1

I have a Hive table with the schema:

id             bigint
name           string
updated_dt     bigint

There are many records having same id, but different name and updated_dt. For each id, I want to return the record (whole row) with the largest updated_dt.

My current approach is:

After reading data from Hive, I can use case class to convert data to RDD, and then use groupBy() to group by all the records with the same id together, and later picks the one with the largest updated_dt.
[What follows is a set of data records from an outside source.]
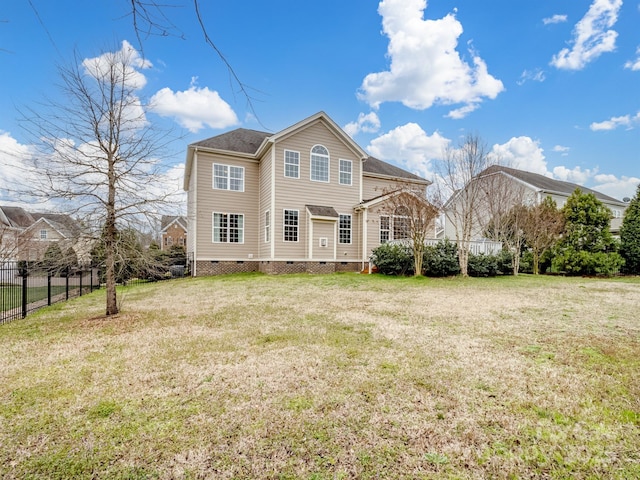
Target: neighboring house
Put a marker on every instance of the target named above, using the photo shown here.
(173, 231)
(28, 235)
(519, 186)
(305, 199)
Something like:

 dataRdd.groupBy(_.id).map(x => x._2.toSeq.maxBy(_.updated_dt))

However, since I use Spark 2.1, it first convert data to dataset using case class, and then the above approach coverts data to RDD in order to use groupBy(). There may be some overhead converting dataset to RDD. So I was wondering if I can achieve this at the dataset level without converting to RDD?

Thanks a lot

ReKx
  • 996
  • 2
  • 10
  • 23
michelle
  • 197
  • 2
  • 14

1 Answers1

1

Here is how you can do it using Dataset:

data.groupBy($"id").agg(max($"updated_dt") as "Max") 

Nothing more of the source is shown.